As should not surprise regular readers, I easily prefer harpsichord performances of this set. While other arrangements can be enjoyable, they simply cannot match the harpsichord for overall depth and idiomatic detail.
The work itself is clearly one of Bach's top creations. Many aspects are highly interesting. Overall, I cannot say that I have found it totally engrossing over the years, but I do come back to it fairly regularly.
When it comes to this performance, many of the same comments apply as in Moroney's WTC set. In short, this is easily my favorite, and I look forward to more polished renditions from Moroney -- someone who has a real instinctive knack for phrasing. In many ways (largely due to the fewer themes), this performance is already more polished that the WTC.
A few words must be said about the completion of the 14th fugue. It's nice to hear the completion... the four-subject stretto is clearly the climax, and I feel a sort of need to hear it stated. As for the merits of Moroney's completion, I cannot say it shows any particular aesthetic vision. However, it satisfies the contraints of the known facts regarding Bach's intentions in a straight-forward and believable way. The number of bars allotted to the completion (via Bach's plans for the manuscript), and the need to state two strettos leaves only a very few bars of transition.

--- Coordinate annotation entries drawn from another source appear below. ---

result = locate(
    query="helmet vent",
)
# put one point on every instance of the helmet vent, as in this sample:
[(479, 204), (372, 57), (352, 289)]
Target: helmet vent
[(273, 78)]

While Moroney's writing might be unimaginative, it doesn't get in the way, and that's a clear win.
Another aspect of this performance which goes unnoticed is the fact that Moroney plays Bach's one keyboard arrangements of the mirror fugues. I find these fully satisfying, and have to wonder sometimes why others bother with the second keyboard for just a few notes.
All in all, this is an intelligent and articulate performance without any gimicks. Given the mystique of the work, that's saying more than it might seem.